Later, he left the Air Force as a captain to start a new life as lawyer and a city councilman in California.

After recovering, Bulli continued to fly B-52s. At one point, he returned to Maine to serve at Loring Air Force Base. He retired as a colonel from the Air Force in Nebraska, where he lives.

Coming at the height of the Cold War, the flight showed that risks and sacrifices even outside of combat were significant. The crash left nine children without fathers and six women without husbands, Adler said.

"People who're killed in peacetime are often forgotten. Memorial Day events often forget them. Veterans Day events often forget them," said Adler, 81, who lives outside Davis, Calif.

But the crashes in Maine and New Mexico helped to make the B-52 the reliable aircraft it is today by revealing a fatal weakness in an aircraft that wasn't designed for low-level flying: The vertical stabilizer snapped off under certain conditions.

Fifty years after the crash, much of the debris remains on Elephant Mountain. Torn pieces of riveted metal. Wing chunks with hydraulic tubes dangling. Parts of the fuselage. Bundles of wire. Wheels and strut assemblies. The 40-foot-tall vertical stabilizer remains where it landed, 1½ miles from the other wreckage.

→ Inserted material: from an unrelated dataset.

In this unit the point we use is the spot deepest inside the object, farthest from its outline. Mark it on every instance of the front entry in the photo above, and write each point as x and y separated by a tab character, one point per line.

About 10 miles away, at the clubhouse for the Moosehead Riders snowmobile club, newspaper clippings, Bulli's parachute and Adler's ejection seat are on display. The club has held ceremonies for 20 years at the site and will hold this year's on Saturday, ahead of the anniversary. Pomerleau has taken over organizing the remembrances from another club member, Pete Pratt, who helped keep memory of the flight alive for years.

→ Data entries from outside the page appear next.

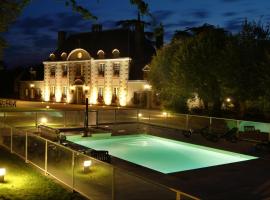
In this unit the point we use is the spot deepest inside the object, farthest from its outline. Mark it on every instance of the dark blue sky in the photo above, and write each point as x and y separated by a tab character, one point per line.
33	36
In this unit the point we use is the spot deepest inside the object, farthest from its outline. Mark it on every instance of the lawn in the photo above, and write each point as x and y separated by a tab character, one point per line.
22	181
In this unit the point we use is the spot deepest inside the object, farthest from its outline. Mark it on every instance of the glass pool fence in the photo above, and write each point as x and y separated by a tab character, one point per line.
115	116
90	177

Pratt has been to the crash site a hundred times, but it's still an emotional experience. Tears welled in his eyes on a recent visit.

"It's a very solemn place," said Pomerleau, who joined Pratt at the site. "You think of the families, the wives who lost their husbands, the kids who lost their fathers, the grandchildren who heard the stories. There's so much to absorb."


----------



## Njaco (Jan 13, 2013)

Thanks for posting this.


----------



## Vassili Zaitzev (Jan 13, 2013)

Somber.


----------



## syscom3 (Jan 14, 2013)

I just read that.


----------



## R Pope (Jan 14, 2013)

I have a picture in a Wings magazine of a BUF with the vertical stab missing. It landed safely, though, giving the AF some clues on how there was a problem and how to fix it.


----------